How Connor Hellebuyck stole latest Jets victory over Wild: 3 takeaways

26 November 2024Last Update :
How Connor Hellebuyck stole latest Jets victory over Wild: 3 takeaways

ST. PAUL, Minn. — Connor Hellebuyck put on a show at Xcel Energy Center on Monday night to lift the Winnipeg Jets to a seventh consecutive victory over their rival Minnesota Wild.

Hellebuyck made 38 of his 43 saves in the first two periods as the Jets secured a 4-1 victory at Xcel Energy Center.

The Wild threw so much rubber to little avail in the first 36 minutes that the Wild seemed to sap themselves of energy. They went 12 minutes without a shot and had only five in the final 24 minutes.

Alex Iafallo, the University of Minnesota Duluth product, scored two goals, former Wild player Nino Niederreiter scored the winner, and Adam Lowry had an empty-netter for the Jets. For the second meeting in a row against Winnipeg, defenseman Jake Middleton opened the scoring, and the Wild didn’t score again.

Hellebuyck, who is coming off his second Vezina Trophy last season and could be the front-runner to win his second in a row this season, improved to 15-2 for the NHL-leading Jets.

In a battle between the top teams in the West, Kirill Kaprizov was able to return after missing Saturday’s game against the Calgary Flames. But he finished with four shots and no points.

Filip Gustavsson, who along with Hellebuyck entered the game with a 2.13 goals-against average and .924 save percentage, made 28 saves.

Wild winger Jakub Lauko didn’t play in the third period because of an injury. Three of the Wild’s four regulation losses in 21 games have come at home, where they are a pedestrian 4-3-1.

The Wild are 0-12-2 in the past two seasons against the Central Division foe Jets, Colorado Avalanche and Dallas Stars.

Hellebuyck continues his roll

For the first time this season, the Wild got “goalied.”

They had a season-high 22 shots in the first period, which was tied for the second-highest single-period shot total in the NHL this season. It was also the second-highest first-period shot total since the 2017-18 season (23 shots versus Winnipeg on Jan. 13, 2018).

Through two periods, they had 39 shots, and they had by far the better of the chances all night.

But Hellebuyck was seeing everything, finding pucks through all sorts of traffic and often on grade-A chances. On one first-period sequence, Ryan Hartman turned Dylan DeMelo into a pretzel at the blue line, skated in on a two-on-one and made a tremendous pass to Marcus Johansson that Hellebuyck somehow reacted to and stopped while sliding right.

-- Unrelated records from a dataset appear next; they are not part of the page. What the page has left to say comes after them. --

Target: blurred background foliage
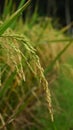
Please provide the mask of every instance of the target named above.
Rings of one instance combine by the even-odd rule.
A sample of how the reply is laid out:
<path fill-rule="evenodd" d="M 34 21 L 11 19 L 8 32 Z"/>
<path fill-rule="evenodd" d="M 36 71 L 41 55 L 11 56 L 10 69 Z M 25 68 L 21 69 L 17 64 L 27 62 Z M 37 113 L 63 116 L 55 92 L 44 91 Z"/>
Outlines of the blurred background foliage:
<path fill-rule="evenodd" d="M 71 130 L 73 1 L 32 0 L 8 24 L 25 2 L 0 3 L 0 130 Z M 54 122 L 43 89 L 46 79 Z"/>

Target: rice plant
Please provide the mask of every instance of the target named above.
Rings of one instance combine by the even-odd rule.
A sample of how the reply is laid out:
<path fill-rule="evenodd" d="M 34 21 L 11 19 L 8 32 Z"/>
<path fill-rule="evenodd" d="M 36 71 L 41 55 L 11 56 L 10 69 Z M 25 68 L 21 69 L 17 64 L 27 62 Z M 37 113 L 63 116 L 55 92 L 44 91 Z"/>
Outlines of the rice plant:
<path fill-rule="evenodd" d="M 31 1 L 24 2 L 14 12 L 6 1 L 0 22 L 0 130 L 69 130 L 73 38 L 37 17 L 37 6 L 23 23 L 19 16 Z"/>

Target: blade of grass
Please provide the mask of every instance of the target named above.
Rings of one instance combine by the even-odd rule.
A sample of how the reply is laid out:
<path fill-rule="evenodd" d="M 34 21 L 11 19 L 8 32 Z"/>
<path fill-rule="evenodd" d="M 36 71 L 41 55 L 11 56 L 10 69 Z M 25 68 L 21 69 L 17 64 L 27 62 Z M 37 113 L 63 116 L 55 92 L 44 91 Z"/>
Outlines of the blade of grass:
<path fill-rule="evenodd" d="M 12 16 L 0 26 L 0 35 L 2 35 L 13 21 L 29 6 L 31 0 L 27 1 L 20 9 L 18 9 Z"/>
<path fill-rule="evenodd" d="M 60 53 L 55 57 L 55 59 L 52 61 L 52 63 L 45 69 L 44 74 L 47 75 L 48 72 L 50 72 L 53 69 L 53 66 L 55 65 L 56 61 L 60 59 L 60 57 L 63 55 L 63 53 L 68 49 L 68 47 L 72 44 L 70 41 L 63 49 L 60 51 Z"/>
<path fill-rule="evenodd" d="M 12 73 L 10 74 L 10 77 L 8 78 L 8 80 L 6 81 L 6 83 L 4 84 L 4 86 L 1 88 L 1 90 L 0 90 L 0 99 L 1 99 L 1 101 L 2 101 L 2 99 L 3 99 L 4 95 L 5 95 L 5 93 L 6 93 L 7 90 L 9 89 L 10 84 L 12 83 L 12 81 L 13 81 L 15 75 L 16 75 L 16 71 L 12 72 Z"/>

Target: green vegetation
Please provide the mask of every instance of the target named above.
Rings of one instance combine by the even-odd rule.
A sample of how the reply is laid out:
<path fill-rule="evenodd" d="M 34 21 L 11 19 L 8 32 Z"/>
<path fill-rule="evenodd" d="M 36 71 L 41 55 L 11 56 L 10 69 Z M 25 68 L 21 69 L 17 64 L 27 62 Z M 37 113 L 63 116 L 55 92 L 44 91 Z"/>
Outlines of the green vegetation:
<path fill-rule="evenodd" d="M 37 9 L 23 23 L 30 0 L 16 12 L 7 2 L 0 21 L 0 130 L 73 129 L 73 38 Z"/>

In the past four years, Hellebuyck has the second-most games, minutes, shots faced and saves in the NHL and is first in victories.

He showed why. The Wild had 4.41 expected goals after two periods.

Niederreiter strikes again

One of the worst trades in Wild history was Paul Fenton dealing Niederreiter to the Carolina Hurricanes for Victor Rask.

Niederreiter has haunted the Wild ever since with consistently good games. He snapped a 1-1 tie late in the second period with a cut to the net that ended with him roofing a backhander by Gustavsson for his ninth goal of the season.

Niederreiter has seven goals and 11 points in 15 meetings against the Wild.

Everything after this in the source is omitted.